L’Etat accélère sur le sujet des passoires thermiques. Il souhaite faire de la décennie à venir celle de la rénovation énergétique du logement français. Ce ne sont pas les problématiques de pénurie ou de coût de l’énergie qui lui donneront tort sur ce point. 

Mais il faudra bien que quelqu’un paye pour cette rénovation du parc locatif français. Devant cette certitude, la grogne monte chez les propriétaires particuliers. Eux n’avaient peut être pas prévu de dépenser des sommes rondelettes pour un logement détenu depuis 20 ans et dont les normes énergétiques ont certainement connu le Général De Gaulle.

Il faut bien l’admettre, le nouveau Diagnostic de Performance Energétique n’a pas contribué à rassurer les propriétaires par sa notation d’une toute autre sévérité vis à vis de l’ancien. Au point même que celui ci a été suspendu puis remanié afin d’améliorer (artificiellement ?) la notation globale du parc locatif ancien. 

Malgré cela, il reste certain que l’étau va se resserrer autour des conditions de location de ces logements qualifiés de passoires thermiques de manière à rendre impossible la vie d’un propriétaire n’ayant pas la volonté ou les fonds nécessaires à la rénovation énergétique demandée.

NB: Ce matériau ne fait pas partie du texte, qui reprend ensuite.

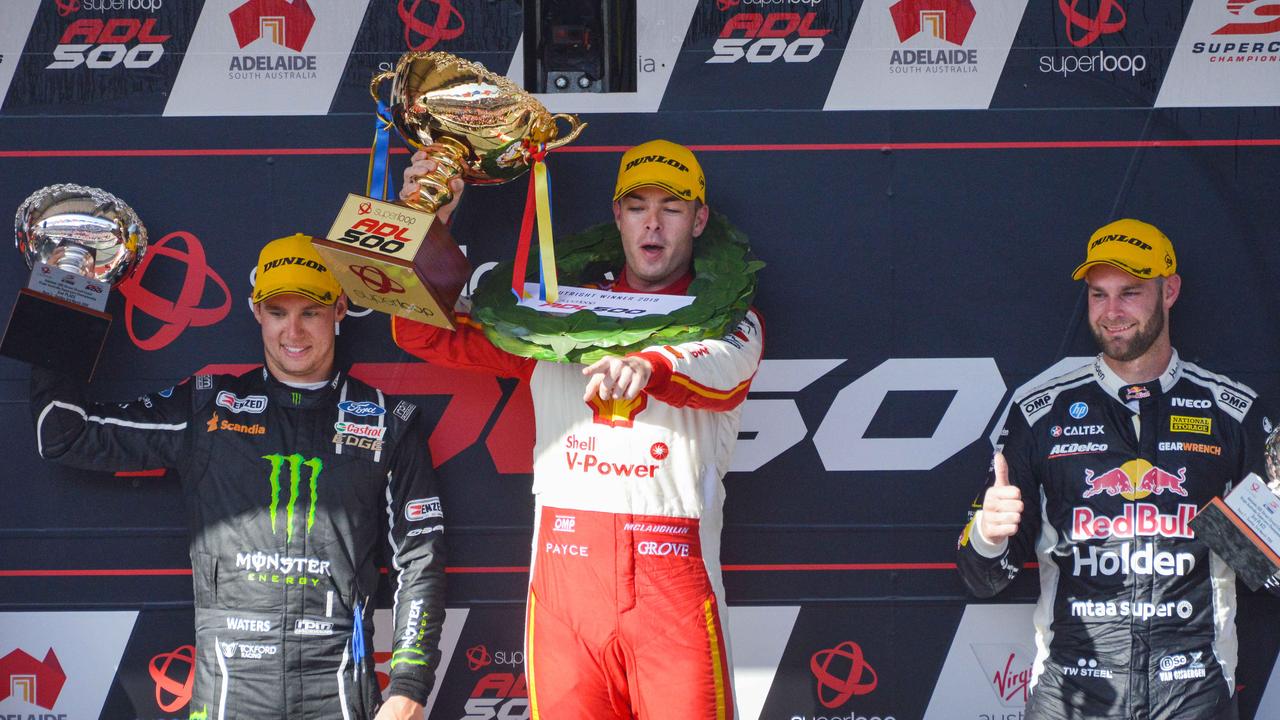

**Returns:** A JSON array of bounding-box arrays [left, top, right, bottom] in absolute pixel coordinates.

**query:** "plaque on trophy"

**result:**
[[1192, 428, 1280, 591], [0, 184, 147, 382], [312, 53, 586, 329]]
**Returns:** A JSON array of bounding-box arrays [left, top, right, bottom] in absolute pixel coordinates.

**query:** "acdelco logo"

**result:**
[[636, 541, 689, 557], [215, 389, 266, 414]]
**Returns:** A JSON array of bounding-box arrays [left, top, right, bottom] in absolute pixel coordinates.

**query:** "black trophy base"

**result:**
[[1192, 497, 1280, 591], [0, 288, 111, 382]]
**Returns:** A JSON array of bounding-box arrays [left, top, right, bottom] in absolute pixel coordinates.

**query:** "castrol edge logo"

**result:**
[[325, 195, 435, 260]]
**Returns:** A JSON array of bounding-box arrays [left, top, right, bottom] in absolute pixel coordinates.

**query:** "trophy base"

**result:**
[[320, 195, 472, 331], [0, 288, 111, 382], [1192, 497, 1280, 591]]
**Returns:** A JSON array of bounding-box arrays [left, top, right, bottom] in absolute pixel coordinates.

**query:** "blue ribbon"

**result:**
[[367, 100, 393, 200], [351, 600, 365, 664]]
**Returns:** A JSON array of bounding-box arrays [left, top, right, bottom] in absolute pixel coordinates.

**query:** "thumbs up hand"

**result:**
[[979, 452, 1023, 543]]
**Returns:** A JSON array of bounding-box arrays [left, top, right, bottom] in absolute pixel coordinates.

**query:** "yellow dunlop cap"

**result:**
[[613, 140, 707, 202], [252, 233, 342, 305], [1071, 218, 1178, 281]]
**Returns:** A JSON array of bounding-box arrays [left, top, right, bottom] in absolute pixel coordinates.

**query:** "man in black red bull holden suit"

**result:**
[[957, 219, 1274, 720], [31, 234, 444, 720]]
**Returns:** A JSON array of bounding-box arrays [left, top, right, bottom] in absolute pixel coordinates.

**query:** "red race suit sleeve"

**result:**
[[632, 309, 764, 410]]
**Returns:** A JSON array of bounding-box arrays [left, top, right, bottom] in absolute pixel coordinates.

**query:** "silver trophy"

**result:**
[[0, 184, 147, 380]]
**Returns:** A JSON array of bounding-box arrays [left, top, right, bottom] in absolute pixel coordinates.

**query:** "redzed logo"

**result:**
[[1057, 0, 1128, 47], [888, 0, 978, 45], [147, 644, 196, 712], [397, 0, 467, 50], [809, 641, 879, 710], [1213, 0, 1280, 35], [0, 648, 67, 710], [230, 0, 316, 53]]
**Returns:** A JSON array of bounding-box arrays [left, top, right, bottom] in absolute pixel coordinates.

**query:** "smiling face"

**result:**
[[253, 292, 347, 383], [1084, 265, 1181, 363], [613, 187, 709, 291]]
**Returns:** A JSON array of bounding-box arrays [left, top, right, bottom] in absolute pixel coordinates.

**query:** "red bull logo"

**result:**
[[1084, 459, 1187, 500]]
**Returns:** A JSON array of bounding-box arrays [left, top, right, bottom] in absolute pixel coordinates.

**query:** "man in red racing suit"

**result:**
[[957, 219, 1275, 720], [393, 141, 763, 720]]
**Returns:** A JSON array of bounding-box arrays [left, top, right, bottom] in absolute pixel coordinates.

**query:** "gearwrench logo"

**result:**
[[262, 452, 324, 541], [397, 0, 467, 51]]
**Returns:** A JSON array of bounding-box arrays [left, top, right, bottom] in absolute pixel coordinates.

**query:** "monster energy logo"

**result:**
[[262, 452, 324, 541]]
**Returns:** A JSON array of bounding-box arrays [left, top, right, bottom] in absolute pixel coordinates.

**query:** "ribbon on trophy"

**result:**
[[511, 141, 559, 302], [365, 100, 396, 200]]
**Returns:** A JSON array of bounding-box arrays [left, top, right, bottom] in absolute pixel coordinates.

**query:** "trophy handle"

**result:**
[[547, 113, 586, 150], [369, 70, 396, 102]]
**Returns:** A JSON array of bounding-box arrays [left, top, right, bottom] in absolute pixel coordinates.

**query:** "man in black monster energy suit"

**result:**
[[959, 219, 1274, 720], [32, 236, 444, 720]]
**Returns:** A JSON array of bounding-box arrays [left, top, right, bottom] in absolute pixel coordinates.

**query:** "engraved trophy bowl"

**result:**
[[0, 183, 147, 380]]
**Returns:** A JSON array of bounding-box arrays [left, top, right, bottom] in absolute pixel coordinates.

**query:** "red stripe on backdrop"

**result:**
[[0, 562, 1038, 578], [0, 138, 1280, 158]]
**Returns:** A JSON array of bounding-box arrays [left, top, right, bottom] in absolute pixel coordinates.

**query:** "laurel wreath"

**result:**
[[471, 213, 764, 363]]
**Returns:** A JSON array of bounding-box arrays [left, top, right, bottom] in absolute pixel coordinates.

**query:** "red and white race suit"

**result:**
[[393, 275, 763, 720]]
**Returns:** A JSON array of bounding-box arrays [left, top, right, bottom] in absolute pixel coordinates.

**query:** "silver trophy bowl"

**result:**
[[14, 183, 147, 286]]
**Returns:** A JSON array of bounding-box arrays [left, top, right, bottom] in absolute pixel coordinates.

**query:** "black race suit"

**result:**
[[31, 369, 444, 720], [959, 352, 1272, 720]]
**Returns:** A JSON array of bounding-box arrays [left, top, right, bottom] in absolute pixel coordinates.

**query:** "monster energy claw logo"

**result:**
[[262, 452, 324, 541]]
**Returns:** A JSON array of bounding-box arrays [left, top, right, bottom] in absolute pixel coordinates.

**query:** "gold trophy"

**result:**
[[312, 53, 586, 329]]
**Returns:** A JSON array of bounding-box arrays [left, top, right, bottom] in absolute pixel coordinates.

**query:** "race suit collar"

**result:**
[[262, 365, 347, 407], [1093, 350, 1183, 402]]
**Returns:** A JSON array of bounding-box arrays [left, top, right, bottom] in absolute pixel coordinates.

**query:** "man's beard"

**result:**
[[1089, 304, 1165, 363]]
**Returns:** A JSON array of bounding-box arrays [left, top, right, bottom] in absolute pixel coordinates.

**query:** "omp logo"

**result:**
[[348, 265, 404, 295], [0, 648, 67, 710], [120, 231, 232, 351], [809, 641, 878, 708], [586, 392, 649, 428], [1213, 0, 1280, 35], [1057, 0, 1128, 47], [888, 0, 978, 45], [396, 0, 467, 51], [229, 0, 316, 53], [262, 454, 324, 539], [147, 644, 196, 712]]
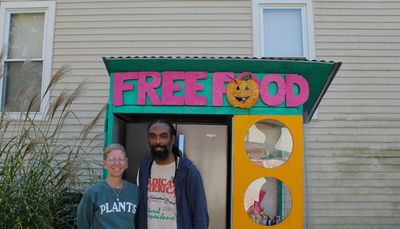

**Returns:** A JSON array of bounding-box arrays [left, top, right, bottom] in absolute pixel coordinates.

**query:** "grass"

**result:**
[[0, 56, 104, 228]]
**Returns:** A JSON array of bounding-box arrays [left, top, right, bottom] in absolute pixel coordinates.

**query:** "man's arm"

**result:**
[[77, 192, 94, 229], [188, 165, 209, 229]]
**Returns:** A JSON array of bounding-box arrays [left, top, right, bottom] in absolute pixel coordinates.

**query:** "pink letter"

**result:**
[[162, 72, 185, 105], [185, 72, 207, 106], [286, 74, 310, 107], [260, 74, 285, 106], [236, 72, 260, 87], [212, 72, 235, 106], [113, 72, 138, 106], [137, 72, 161, 105]]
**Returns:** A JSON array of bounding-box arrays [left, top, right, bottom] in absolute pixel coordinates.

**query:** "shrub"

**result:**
[[0, 61, 104, 228]]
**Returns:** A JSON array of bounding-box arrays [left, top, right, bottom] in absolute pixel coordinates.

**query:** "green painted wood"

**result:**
[[103, 57, 341, 122]]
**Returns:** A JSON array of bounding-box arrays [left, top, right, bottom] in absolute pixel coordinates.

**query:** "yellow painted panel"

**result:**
[[232, 115, 303, 229]]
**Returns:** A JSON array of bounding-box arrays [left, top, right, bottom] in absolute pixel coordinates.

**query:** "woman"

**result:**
[[77, 144, 139, 229]]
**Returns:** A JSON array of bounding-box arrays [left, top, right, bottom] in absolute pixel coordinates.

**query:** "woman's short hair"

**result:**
[[103, 143, 126, 160]]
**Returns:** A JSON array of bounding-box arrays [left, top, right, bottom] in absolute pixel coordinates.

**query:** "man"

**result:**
[[138, 120, 209, 229]]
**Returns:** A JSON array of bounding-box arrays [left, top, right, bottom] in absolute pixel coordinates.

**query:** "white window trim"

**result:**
[[252, 0, 315, 59], [0, 1, 56, 120]]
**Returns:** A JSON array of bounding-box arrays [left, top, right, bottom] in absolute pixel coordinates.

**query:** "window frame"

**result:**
[[0, 1, 56, 120], [252, 0, 315, 59]]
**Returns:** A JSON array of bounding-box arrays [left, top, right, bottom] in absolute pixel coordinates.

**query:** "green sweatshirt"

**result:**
[[77, 180, 139, 229]]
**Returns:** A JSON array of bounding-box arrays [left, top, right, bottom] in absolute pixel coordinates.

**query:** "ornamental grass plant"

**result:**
[[0, 58, 104, 228]]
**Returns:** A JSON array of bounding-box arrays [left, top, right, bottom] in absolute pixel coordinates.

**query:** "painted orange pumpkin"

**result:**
[[226, 77, 259, 108]]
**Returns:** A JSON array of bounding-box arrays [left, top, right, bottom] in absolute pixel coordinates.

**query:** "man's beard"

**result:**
[[150, 145, 169, 161]]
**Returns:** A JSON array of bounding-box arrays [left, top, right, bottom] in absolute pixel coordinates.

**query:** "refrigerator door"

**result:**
[[177, 124, 228, 229]]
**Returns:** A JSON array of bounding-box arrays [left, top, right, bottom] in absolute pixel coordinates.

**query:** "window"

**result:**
[[0, 1, 55, 117], [252, 0, 314, 59]]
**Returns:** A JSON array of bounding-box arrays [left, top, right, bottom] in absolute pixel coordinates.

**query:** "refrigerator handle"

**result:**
[[178, 134, 185, 157]]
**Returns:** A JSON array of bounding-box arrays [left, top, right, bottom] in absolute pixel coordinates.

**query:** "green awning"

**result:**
[[103, 57, 341, 123]]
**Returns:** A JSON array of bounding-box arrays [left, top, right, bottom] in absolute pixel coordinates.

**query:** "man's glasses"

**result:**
[[107, 157, 128, 164]]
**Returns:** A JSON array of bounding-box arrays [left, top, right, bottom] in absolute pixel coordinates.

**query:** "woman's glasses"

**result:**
[[107, 157, 128, 164]]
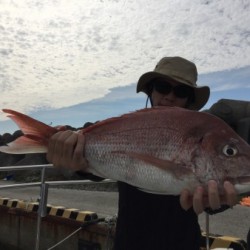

La situation n’en sera que plus complexe dans les copropriétés ou la bonne volonté de la majorité sera requise pour lancer les travaux les plus décisifs sur la notation thermique des logements la composant. 

Mais comme le dit le proverbe : «A quelque chose, malheur est bon».

Et en effet, si les contraintes à venir risquent d’étrangler financièrement et de pousser à la vente certains propriétaires de passoires thermiques, leurs acquéreurs pourraient quant à eux réaliser de juteuses affaires

A condition bien entendu d’avoir prévu le coup. Ou plutôt le coût.

Passoire thermique

Un investissement ouvert aux quatre vents pourrait-il être l’opportunité de la décennie ? 

Détention de passoire thermique : le danger est partout

Ce n’est pas nouveau, un logement ayant une mauvaise notation énergétique aura une valeur de marché inférieure à la moyenne. Mais aujourd’hui, ce n’est pas cette notation qui influe directement sur le prix du logement mais plutôt les travaux jugés aujourd’hui incontournables qui découlent de cette mauvaise notation. 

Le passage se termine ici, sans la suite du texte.